Monday, February 4, 2013

So, I should probably write a letter

In elementary school, we always wrote letters to our 25 or 30 year old selves, but we never seemed to write the other way.

If I were to write to my 15 year old self, I wouldn't tell her of what is yet to come. I wouldn't tell her that in ten years, she will be living in a foreign country. I wouldn't tell her that on January 18th she would watch the sun peek his nose above the fronds of a palm tree in the middle of a Thai jungle. I wouldn't tell her that she will feel the tide rise and fall over her knees as she watches men scribble fiery epitaphs into the midnight sky. Their dance—her only reality in that moment. I wouldn't let her in on the secret that roosters do not crow to wake us up; they're too proud to let the other one have the last say. It's a communication of dominance--a strut of who is louder, therefore stronger. I wouldn't tell her the one on the left 100 meters down wins. I wouldn't tell her that the rays shifting through the leaves are God's shadow puppets, and we are meant to watch. I wouldn't tell her that she is a geological know-it-all due to her father's careful instruction--she has put those lessons safely away in the corners of her brain.

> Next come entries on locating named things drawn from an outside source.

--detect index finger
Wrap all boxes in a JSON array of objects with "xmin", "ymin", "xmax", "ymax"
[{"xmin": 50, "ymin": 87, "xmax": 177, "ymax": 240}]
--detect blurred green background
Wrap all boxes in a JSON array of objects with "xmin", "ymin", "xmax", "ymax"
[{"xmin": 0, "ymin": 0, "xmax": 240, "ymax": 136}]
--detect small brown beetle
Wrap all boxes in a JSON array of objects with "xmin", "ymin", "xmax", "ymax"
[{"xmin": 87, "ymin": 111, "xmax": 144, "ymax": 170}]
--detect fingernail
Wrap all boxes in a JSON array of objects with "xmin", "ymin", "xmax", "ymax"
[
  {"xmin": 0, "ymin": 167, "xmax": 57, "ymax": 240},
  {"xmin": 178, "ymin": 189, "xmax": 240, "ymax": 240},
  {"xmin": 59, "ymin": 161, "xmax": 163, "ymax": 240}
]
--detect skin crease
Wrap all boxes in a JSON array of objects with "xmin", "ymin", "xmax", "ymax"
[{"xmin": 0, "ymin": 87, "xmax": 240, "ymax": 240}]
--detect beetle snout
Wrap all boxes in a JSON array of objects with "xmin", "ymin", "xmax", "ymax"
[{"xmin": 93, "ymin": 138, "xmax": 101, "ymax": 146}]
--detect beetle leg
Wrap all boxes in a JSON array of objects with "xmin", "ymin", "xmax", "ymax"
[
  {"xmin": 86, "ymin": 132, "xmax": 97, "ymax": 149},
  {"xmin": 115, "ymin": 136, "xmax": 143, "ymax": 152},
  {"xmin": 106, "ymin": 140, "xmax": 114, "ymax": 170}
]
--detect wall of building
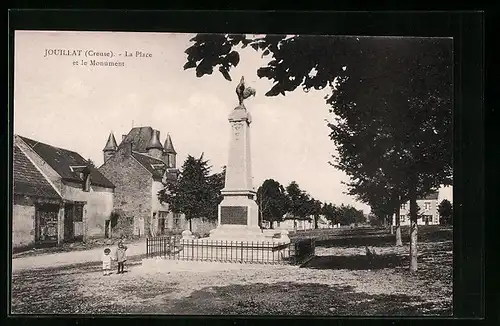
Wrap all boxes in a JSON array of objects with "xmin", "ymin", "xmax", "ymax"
[
  {"xmin": 86, "ymin": 186, "xmax": 114, "ymax": 237},
  {"xmin": 99, "ymin": 150, "xmax": 152, "ymax": 236},
  {"xmin": 61, "ymin": 181, "xmax": 113, "ymax": 238},
  {"xmin": 14, "ymin": 136, "xmax": 62, "ymax": 192},
  {"xmin": 392, "ymin": 199, "xmax": 439, "ymax": 225},
  {"xmin": 186, "ymin": 218, "xmax": 217, "ymax": 236},
  {"xmin": 12, "ymin": 196, "xmax": 35, "ymax": 248},
  {"xmin": 150, "ymin": 181, "xmax": 173, "ymax": 235}
]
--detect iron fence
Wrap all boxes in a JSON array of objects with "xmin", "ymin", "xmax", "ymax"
[{"xmin": 146, "ymin": 236, "xmax": 315, "ymax": 265}]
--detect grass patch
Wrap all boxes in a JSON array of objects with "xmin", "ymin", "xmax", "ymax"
[
  {"xmin": 168, "ymin": 282, "xmax": 449, "ymax": 316},
  {"xmin": 11, "ymin": 227, "xmax": 452, "ymax": 316}
]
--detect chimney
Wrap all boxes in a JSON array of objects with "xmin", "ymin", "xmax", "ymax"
[
  {"xmin": 146, "ymin": 130, "xmax": 163, "ymax": 159},
  {"xmin": 123, "ymin": 143, "xmax": 132, "ymax": 156}
]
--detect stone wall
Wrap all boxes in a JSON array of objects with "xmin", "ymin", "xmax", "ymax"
[
  {"xmin": 99, "ymin": 149, "xmax": 152, "ymax": 236},
  {"xmin": 186, "ymin": 218, "xmax": 217, "ymax": 236},
  {"xmin": 12, "ymin": 197, "xmax": 35, "ymax": 249}
]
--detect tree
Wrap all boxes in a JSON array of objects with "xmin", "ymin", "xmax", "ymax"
[
  {"xmin": 202, "ymin": 166, "xmax": 226, "ymax": 221},
  {"xmin": 309, "ymin": 198, "xmax": 323, "ymax": 229},
  {"xmin": 321, "ymin": 203, "xmax": 340, "ymax": 225},
  {"xmin": 158, "ymin": 154, "xmax": 225, "ymax": 231},
  {"xmin": 339, "ymin": 204, "xmax": 365, "ymax": 225},
  {"xmin": 257, "ymin": 179, "xmax": 288, "ymax": 229},
  {"xmin": 286, "ymin": 181, "xmax": 312, "ymax": 227},
  {"xmin": 184, "ymin": 34, "xmax": 452, "ymax": 271},
  {"xmin": 438, "ymin": 199, "xmax": 453, "ymax": 225}
]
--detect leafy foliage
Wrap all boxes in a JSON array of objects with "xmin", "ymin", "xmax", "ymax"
[
  {"xmin": 257, "ymin": 179, "xmax": 289, "ymax": 229},
  {"xmin": 438, "ymin": 199, "xmax": 453, "ymax": 224},
  {"xmin": 286, "ymin": 181, "xmax": 312, "ymax": 220},
  {"xmin": 185, "ymin": 35, "xmax": 453, "ymax": 268},
  {"xmin": 158, "ymin": 154, "xmax": 225, "ymax": 227},
  {"xmin": 321, "ymin": 203, "xmax": 341, "ymax": 224}
]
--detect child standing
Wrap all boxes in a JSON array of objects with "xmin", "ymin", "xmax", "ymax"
[
  {"xmin": 116, "ymin": 240, "xmax": 127, "ymax": 274},
  {"xmin": 102, "ymin": 248, "xmax": 112, "ymax": 276}
]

But, what I would tell her is to love. Love deeply and quickly. And, it is going to hurt. Life will hit her hard in the stomach. It will tear her apart. But, from that she will learn. I would tell her to be careful with her heart, but don't let her brain overtake it. I would tell her to calm the hell down and look at the world around her. The smallest blade of grass, as insignificant as it is to us, is shelter and home to the ant who lives under it. I would tell her to slow down and listen to the music which plays through the trees. I would tell her that Wisconsin trees sound of polka and fish fries. They smell of grandparents and memories. But, every tree sounds different. Some clap like castanets. Some bend and twist to unearthly music (not unlike Enya). I would tell her that the tree I am looking at as the sun rises in her paradise sounds of sweet honey and tastes like laughter.

But the last thing I would tell her is this: remember who you came from, remember what they taught you, and remember, dear Katie, remember to dream. Because in them, you will find peace.